Delegate functions to run in NIKA Planet Runner

The NIKA Python SDK lets you mark a Python function as cloud-runnable, keep the normal local call path for debugging, and explicitly submit the same function to NIKA-managed compute when you need isolated execution.

For now, code cloud delegation is designed to run from NIKA cloud notebooks. Local terminals and external notebooks can still import the SDK for development, but remote submission is not a supported workflow outside NIKA notebooks yet.

Prerequisites

A cloud NIKA notebook with a running machine
Access to the workspace or project where the delegated run should execute
Python code that can be serialized or imported by the remote worker
Any third-party packages declared in requirements
Inputs and outputs passed as serializable values, workspace file paths, dataset IDs, or other managed references

The SDK package is named nika_py and exposes the Python module nika_py. The public SDK surface uses run and run-configuration APIs.
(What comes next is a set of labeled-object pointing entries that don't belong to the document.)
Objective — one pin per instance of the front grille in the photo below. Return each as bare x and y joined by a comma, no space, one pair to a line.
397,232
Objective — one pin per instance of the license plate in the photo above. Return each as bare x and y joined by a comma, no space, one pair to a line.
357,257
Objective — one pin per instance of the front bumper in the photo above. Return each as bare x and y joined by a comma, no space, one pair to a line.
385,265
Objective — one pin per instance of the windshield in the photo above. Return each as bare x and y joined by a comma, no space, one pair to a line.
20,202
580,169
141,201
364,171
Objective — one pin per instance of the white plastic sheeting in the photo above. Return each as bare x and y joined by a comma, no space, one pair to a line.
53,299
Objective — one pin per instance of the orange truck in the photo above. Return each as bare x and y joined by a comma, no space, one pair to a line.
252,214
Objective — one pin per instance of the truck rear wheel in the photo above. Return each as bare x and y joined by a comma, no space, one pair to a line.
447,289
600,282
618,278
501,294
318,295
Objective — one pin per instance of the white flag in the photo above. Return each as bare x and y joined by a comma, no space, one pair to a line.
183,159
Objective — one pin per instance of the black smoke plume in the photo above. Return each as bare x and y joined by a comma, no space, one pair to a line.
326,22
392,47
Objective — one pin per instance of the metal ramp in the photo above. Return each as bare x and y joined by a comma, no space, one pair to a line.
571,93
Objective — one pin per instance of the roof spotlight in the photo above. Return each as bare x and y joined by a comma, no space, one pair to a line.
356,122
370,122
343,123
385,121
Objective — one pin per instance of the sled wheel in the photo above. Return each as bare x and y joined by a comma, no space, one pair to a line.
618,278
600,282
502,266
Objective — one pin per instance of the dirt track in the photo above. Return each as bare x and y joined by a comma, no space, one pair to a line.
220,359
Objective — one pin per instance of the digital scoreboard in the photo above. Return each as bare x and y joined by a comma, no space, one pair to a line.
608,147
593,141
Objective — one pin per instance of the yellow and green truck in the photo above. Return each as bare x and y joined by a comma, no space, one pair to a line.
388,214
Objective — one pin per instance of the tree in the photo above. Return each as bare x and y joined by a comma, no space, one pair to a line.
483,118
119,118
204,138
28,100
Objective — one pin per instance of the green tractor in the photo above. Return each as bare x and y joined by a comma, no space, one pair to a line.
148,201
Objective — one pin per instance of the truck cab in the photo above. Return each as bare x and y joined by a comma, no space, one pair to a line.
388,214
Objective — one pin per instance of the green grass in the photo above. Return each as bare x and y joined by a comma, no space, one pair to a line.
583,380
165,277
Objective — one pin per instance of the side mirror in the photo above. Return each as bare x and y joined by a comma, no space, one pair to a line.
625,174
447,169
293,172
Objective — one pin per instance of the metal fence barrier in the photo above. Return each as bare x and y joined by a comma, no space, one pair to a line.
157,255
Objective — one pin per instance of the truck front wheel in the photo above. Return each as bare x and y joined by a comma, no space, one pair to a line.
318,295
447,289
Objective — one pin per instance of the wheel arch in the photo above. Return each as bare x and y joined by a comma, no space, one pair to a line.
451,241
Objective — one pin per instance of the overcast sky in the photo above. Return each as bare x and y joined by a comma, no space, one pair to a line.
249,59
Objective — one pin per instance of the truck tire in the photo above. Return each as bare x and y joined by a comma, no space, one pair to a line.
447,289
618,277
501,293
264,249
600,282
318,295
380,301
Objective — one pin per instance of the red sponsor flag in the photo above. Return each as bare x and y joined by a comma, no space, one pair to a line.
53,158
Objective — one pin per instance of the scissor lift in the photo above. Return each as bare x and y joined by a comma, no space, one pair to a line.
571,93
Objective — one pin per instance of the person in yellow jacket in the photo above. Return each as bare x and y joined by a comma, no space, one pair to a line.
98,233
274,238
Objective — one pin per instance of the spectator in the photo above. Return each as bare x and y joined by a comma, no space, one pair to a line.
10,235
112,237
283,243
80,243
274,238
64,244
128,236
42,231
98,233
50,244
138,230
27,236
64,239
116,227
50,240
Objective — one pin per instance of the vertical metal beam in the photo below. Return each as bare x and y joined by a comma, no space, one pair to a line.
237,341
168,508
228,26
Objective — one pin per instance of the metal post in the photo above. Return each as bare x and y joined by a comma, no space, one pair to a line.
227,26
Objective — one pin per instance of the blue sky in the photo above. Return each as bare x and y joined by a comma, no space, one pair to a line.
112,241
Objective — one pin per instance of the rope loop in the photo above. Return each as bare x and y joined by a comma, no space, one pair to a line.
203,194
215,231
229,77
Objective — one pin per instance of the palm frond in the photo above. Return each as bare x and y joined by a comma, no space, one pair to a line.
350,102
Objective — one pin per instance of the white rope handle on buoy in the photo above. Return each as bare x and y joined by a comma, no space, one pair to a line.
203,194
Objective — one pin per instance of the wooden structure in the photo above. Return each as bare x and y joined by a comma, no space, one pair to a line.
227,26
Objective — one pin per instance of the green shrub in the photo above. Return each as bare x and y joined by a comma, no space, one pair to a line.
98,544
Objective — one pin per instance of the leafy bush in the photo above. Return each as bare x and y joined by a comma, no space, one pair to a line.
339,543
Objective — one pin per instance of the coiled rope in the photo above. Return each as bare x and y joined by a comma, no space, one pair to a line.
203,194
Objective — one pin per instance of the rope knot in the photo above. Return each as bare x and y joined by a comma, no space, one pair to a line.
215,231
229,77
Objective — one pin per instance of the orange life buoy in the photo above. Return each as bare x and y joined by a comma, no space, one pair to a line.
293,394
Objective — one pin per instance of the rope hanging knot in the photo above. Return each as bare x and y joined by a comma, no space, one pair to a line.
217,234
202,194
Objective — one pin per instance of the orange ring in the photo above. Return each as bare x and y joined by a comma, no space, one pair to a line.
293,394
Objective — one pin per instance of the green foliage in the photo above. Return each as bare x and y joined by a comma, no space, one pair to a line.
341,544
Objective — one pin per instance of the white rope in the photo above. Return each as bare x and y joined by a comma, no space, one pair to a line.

from nika_py import RunConfig, list_runs, load_run, run

Available SDK Functions

Use these entrypoints from nika_py:

Function or method	What it does
`run(compute=..., timeout=..., requirements=...)`	Decorates a Python function so it can still run locally and can also be submitted to NIKA cloud compute.
`RunConfig(name=...)`	Defines per-submission configuration for one delegated run.
`decorated_function(...)`	Calls the original Python function locally in the current notebook kernel.
`decorated_function.local(...)`	Explicitly calls the original Python function locally.
`decorated_function.submit(..., config=RunConfig(...))`	Submits one invocation to NIKA cloud compute and returns a `RunHandle`.
`decorated_function.load(run_id)`	Returns a `RunHandle` for an existing run using the decorated function’s client configuration.
`load_run(run_id)`	Returns a `RunHandle` for an existing run.
`list_runs(status=..., name=..., limit=..., cursor=..., parent_run_id=...)`	Returns a `RunPage` with one page of `RunHandle` objects plus `next_cursor` for pagination.
`run_handle.status()`	Fetches the current run status.
`run_handle.logs(tail=...)`	Fetches logs, optionally limited to the most recent lines.
`run_handle.result()`	Returns the Python result once the run has completed, and raises if the run is still active or failed.
`run_handle.wait(timeout=..., poll_interval=...)`	Polls until the result is ready or the wait timeout is reached.
`run_handle.cancel(poll_interval=...)`	Requests cancellation for a still-running run and returns a `RunCancellation` awaitable.
`run_handle.children(status=..., name=..., limit=...)`	Lists recent child runs whose parent is the current run.
`run_handle.parent()`	Loads the parent run when the current handle has parent metadata.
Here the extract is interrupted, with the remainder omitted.